2. Hukuk Dairesi Esas No: 2018/4859 Karar No: 2019/2327
Yargıtay 2. Hukuk Dairesi 2018/4859 Esas 2019/2327 Karar Sayılı İlamı
Özet:
Davacı kadın tarafından başlatılan boşanma davası, ilk derece mahkemesi tarafından reddedilmiş ancak davacı kadın istinaf kanun yoluna başvurmuştur. Bölge adliye mahkemesi hukuk dairesi, davacı kadının istinaf talebini esastan reddetmiştir. Ancak yapılan yargılama ve toplanan delillerle, davalı erkeğin davacı kadına sürekli fiziksel şiddet uyguladığı ve tarafların yaklaşık 10 yıldır ayrı yaşadıkları tespit edilmiştir. Bu nedenle, boşanmaya karar vermek gerektiği ve davanın yetersiz gerekçeyle reddedildiği belirtilmiştir. Kararda, eşlerin birbirine sadık kalmak, yardımcı olmak ve birlikte yaşamak zorunda oldukları kanun maddesi (TMK m. 185/3) ve evlilik birliğinin ortak hayatı sürdürmeleri kendilerinden beklenmeyecek derecede temelinden sarsılmış olması durumunda boşanma davası açılabileceği kanun maddesi (TMK m. 166/1) açıklanmıştır.
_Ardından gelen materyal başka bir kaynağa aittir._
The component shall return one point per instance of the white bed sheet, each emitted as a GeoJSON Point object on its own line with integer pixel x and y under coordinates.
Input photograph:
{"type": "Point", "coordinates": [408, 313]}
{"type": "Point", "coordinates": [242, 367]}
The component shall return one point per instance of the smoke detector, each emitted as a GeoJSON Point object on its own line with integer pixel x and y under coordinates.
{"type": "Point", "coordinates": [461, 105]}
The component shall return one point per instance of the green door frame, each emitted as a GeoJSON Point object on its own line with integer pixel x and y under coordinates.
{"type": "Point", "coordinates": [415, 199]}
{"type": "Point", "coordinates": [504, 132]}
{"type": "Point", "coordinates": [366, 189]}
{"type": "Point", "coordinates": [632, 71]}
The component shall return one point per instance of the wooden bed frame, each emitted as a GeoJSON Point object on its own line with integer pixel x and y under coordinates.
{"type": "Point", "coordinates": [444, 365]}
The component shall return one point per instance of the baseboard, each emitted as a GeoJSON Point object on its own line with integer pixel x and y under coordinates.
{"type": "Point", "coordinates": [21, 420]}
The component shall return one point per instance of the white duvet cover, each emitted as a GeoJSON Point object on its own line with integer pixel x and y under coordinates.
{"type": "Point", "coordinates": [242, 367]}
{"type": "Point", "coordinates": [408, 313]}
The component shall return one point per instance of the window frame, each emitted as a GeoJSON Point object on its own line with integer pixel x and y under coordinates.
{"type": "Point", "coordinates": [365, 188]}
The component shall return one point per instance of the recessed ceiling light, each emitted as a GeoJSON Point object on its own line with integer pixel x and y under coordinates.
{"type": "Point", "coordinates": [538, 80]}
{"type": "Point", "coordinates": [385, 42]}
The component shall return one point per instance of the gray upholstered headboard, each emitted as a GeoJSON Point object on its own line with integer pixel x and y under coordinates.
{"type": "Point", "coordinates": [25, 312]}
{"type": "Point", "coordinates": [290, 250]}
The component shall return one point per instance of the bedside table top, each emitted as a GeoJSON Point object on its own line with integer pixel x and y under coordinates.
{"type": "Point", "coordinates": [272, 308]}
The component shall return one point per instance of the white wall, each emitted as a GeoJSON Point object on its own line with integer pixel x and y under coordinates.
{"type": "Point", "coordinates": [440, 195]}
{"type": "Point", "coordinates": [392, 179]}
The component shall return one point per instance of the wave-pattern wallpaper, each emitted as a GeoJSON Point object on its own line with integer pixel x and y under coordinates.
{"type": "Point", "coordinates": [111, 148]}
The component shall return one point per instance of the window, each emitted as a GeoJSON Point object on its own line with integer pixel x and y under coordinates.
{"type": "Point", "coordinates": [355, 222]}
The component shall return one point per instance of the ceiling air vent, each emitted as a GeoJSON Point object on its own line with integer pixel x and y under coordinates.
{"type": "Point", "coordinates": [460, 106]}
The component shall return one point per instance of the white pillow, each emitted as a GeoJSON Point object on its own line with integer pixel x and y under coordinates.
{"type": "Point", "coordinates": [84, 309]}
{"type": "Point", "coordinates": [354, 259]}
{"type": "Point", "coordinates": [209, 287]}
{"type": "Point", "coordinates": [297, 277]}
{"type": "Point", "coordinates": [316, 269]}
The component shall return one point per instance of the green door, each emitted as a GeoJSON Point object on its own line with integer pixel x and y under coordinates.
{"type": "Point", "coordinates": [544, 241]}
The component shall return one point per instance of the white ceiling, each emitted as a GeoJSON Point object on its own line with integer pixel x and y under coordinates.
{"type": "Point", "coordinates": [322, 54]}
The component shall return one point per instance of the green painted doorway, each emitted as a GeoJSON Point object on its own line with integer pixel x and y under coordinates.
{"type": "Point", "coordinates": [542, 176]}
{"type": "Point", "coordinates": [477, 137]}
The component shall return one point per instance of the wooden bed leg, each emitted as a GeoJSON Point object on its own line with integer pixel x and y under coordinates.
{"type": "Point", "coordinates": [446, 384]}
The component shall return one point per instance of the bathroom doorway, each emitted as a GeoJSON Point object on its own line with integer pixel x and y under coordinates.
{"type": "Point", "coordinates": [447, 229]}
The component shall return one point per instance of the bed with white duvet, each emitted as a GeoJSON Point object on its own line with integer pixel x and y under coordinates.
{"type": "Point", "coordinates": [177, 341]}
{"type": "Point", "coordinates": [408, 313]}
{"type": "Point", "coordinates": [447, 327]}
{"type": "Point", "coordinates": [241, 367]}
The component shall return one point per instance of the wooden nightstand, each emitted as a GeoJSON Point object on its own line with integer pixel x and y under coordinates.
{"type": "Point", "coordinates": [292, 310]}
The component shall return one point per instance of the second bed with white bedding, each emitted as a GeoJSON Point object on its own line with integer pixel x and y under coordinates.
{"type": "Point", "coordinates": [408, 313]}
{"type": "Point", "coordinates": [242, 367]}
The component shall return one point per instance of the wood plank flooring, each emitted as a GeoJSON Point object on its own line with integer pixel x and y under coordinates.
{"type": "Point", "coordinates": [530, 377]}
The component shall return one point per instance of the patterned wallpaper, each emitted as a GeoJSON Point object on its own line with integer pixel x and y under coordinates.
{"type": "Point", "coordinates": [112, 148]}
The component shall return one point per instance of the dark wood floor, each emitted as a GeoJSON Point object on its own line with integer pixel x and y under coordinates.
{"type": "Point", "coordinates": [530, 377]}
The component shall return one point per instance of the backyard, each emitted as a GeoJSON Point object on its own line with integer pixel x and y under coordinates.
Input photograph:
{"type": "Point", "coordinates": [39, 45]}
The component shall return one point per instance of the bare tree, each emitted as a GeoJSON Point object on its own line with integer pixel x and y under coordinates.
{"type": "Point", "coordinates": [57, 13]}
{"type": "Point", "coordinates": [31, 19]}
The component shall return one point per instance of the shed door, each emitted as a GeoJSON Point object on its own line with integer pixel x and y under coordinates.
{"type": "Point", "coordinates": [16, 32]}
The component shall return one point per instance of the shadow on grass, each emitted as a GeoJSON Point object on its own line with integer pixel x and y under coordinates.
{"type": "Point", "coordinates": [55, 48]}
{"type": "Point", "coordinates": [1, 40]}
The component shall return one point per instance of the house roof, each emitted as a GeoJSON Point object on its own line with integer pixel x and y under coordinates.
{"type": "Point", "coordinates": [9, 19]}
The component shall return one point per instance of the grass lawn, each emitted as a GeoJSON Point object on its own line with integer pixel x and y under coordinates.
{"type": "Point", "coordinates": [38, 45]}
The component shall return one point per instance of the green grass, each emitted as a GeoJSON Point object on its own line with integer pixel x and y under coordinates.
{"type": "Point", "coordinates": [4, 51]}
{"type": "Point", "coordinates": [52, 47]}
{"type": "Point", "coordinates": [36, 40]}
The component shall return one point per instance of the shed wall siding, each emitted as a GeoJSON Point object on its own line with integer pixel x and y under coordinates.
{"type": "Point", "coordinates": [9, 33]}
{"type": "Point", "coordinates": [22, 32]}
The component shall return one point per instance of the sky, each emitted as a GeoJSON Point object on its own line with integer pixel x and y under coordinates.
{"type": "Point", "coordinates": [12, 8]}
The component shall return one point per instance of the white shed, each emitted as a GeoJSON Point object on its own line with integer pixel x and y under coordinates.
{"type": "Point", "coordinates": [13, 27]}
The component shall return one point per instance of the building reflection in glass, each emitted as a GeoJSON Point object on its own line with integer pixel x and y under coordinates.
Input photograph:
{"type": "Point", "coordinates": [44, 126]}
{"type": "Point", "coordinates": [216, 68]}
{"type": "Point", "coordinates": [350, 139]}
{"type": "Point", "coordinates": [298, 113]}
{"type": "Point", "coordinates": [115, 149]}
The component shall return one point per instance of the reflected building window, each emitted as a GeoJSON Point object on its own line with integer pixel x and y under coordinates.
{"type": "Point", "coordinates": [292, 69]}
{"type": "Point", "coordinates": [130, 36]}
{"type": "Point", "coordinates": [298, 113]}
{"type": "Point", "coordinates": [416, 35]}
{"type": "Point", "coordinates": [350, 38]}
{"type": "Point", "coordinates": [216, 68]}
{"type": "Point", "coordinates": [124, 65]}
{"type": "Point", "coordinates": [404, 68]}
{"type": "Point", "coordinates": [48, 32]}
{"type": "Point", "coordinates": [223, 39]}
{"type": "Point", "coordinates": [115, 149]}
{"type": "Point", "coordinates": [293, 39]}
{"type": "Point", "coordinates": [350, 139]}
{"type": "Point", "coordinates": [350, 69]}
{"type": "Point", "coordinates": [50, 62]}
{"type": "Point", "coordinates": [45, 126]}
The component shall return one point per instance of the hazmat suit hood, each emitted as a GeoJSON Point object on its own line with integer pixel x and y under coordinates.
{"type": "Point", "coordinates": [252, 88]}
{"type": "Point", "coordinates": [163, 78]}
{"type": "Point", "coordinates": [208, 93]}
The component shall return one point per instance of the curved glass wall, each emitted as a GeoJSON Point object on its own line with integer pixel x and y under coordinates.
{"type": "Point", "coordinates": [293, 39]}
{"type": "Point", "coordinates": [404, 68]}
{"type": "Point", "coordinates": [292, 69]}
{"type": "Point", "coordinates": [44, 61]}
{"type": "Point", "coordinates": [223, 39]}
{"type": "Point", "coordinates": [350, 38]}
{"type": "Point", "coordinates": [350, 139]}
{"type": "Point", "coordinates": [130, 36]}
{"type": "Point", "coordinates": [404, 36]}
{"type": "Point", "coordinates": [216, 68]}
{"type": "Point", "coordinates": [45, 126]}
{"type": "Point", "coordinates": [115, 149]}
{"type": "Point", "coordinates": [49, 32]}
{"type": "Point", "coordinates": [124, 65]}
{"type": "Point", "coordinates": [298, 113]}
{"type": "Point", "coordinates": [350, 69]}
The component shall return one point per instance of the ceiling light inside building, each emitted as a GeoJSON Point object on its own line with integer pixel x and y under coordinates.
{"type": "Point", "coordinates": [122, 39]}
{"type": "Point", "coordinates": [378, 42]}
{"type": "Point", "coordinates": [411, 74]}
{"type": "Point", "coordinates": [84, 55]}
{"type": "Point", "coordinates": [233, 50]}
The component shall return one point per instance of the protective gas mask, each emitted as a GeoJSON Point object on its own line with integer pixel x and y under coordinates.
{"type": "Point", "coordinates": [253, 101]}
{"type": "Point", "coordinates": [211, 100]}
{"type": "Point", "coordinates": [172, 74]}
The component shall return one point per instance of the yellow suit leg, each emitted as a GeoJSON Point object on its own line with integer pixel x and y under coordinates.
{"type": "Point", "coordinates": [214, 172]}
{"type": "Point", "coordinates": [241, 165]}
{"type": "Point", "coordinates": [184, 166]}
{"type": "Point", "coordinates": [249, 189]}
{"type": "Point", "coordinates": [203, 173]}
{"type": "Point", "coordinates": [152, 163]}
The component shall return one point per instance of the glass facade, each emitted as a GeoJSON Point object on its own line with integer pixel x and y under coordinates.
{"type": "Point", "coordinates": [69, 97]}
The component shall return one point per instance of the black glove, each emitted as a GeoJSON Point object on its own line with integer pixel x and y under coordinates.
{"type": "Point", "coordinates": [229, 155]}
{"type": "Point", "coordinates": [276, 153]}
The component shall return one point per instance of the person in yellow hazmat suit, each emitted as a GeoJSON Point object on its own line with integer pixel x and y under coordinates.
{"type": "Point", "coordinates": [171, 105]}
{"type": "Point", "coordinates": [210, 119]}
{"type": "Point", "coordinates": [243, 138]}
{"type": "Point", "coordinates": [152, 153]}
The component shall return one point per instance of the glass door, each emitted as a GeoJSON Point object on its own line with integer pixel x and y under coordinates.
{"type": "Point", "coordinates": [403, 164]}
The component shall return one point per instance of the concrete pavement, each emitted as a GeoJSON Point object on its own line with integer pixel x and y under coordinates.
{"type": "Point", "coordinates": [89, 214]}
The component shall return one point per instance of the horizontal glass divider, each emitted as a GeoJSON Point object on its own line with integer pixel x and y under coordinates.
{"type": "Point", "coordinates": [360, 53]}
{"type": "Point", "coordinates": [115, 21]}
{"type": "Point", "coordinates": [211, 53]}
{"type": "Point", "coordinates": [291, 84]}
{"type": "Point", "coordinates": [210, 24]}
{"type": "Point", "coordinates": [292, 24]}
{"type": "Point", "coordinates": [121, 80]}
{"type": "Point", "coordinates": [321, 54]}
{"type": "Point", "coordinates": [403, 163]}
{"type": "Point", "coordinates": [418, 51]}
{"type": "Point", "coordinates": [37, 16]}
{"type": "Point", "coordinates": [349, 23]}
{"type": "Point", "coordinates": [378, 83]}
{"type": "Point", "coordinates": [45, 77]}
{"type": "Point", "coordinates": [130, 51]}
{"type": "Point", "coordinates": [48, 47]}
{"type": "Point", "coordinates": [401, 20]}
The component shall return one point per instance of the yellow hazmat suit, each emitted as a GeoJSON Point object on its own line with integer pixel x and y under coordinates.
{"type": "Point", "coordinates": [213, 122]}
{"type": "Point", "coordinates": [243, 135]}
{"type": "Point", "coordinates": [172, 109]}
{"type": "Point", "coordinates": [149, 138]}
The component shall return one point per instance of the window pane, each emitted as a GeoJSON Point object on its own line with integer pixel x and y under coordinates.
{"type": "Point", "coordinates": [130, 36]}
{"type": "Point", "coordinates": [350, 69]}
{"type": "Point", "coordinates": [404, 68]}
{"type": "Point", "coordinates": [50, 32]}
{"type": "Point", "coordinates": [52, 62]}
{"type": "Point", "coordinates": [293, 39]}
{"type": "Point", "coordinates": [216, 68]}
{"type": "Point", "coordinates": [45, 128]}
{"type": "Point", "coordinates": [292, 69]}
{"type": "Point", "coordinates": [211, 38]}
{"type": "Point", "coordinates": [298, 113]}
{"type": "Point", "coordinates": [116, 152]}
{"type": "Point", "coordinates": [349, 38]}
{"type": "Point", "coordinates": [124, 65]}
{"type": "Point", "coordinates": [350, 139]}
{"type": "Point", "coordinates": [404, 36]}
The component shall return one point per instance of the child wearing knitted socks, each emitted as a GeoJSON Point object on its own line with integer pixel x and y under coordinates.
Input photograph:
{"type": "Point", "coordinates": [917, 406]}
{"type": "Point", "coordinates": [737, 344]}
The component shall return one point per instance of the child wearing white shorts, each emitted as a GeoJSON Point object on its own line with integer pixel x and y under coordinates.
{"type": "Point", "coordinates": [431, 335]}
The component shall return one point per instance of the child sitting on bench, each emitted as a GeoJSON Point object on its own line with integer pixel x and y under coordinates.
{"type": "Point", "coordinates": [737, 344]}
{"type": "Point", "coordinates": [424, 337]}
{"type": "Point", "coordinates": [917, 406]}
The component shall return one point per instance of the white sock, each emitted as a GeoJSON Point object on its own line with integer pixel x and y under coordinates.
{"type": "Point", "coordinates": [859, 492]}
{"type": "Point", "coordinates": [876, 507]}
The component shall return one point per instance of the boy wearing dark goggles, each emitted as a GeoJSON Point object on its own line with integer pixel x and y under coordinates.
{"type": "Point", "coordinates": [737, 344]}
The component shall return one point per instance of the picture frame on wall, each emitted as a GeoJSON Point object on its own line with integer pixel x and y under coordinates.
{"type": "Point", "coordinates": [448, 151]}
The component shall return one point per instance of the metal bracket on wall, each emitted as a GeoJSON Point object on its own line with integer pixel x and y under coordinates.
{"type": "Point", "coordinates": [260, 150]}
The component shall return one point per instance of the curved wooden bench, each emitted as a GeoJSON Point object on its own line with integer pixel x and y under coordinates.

2. Hukuk Dairesi 2018/4859 E. , 2019/2327 K.
"İçtihat Metni"
MAHKEMESİ : ... Bölge Adliye Mahkemesi 2. Hukuk Dairesi DAVA TÜRÜ : Boşanma
Taraflar arasındaki davanın yapılan muhakemesi sonunda bölge adliye mahkemesi hukuk dairesince verilen, yukarıda tarihi ve numarası gösterilen hüküm davacı kadın tarafından, tamamına yönelik olarak temyiz edilmekle, evrak okunup gereği görüşülüp düşünüldü: İlk derece mahkemesi, davacı kadın tarafından ikame olunan boşanma davasının ispatlanamadığı gerekçesiyle reddine karar vermiş, mahkemenin 10.02.2017 tarihli kararına karşı davacı kadın tarafından istinaf kanun yoluna başvurulması üzerine, görevli ... Bölge Adliye Mahkemesi 2. Hukuk Dairesince 17.04.2018 tarih, 2017/1511 esas, 2018/532 karar sayılı kararıyla; davacı kadının istinaf talebinin esastan reddine karar verilmiştir. Eşler birlikte yaşamak, birbirine sadık kalmak ve yardımcı olmak zorundadırlar (TMK m. 185/3). Evlilik birliği, ortak hayatı sürdürmeleri kendilerinden beklenmeyecek derecede temelinden sarsılmış olursa, eşlerden her biri boşanma davası açabilir (TMK m. 166/1). Somut olayda, yapılan yargılama ve toplanan delillerle, davalı erkeğin davacı kadına sürekli fiziksel şiddet uyguladığı ve tarafların yaklaşık 10 yıldır ayrı yaşadıkları anlaşılmaktadır. Bu halde taraflar arasında ortak hayatı temelinden sarsacak derecede ve birliğin devamına imkân vermeyecek nitelikte bir geçimsizlik mevcut ve sabittir. Olayların akışı karşısında davacı dava açmakta haklıdır. Bu şartlar altında eşleri birlikte yaşamaya zorlamanın artık kanunen mümkün görülmemesine göre, boşanmaya karar verilecek yerde, yetersiz gerekçe ile davanın reddi doğru olmayıp, bozmayı gerektirmiştir. SONUÇ: Yukarıda gösterilen sebeple temyiz edilen bölge adliye mahkemesi kararının KALDIRILMASINA, ilk derece mahkemesi kararının yukarıda gösterilen sebeple BOZULMASINA, temyiz peşin harcının istek halinde yatırana geri verilmesine, dosyanın ilk derece mahkemesine, karardan bir örneğinin ilgili bölge adliye mahkemesi hukuk dairesine gönderilmesine oybirliğiyle karar verildi. 07.03.2019 (Prş.)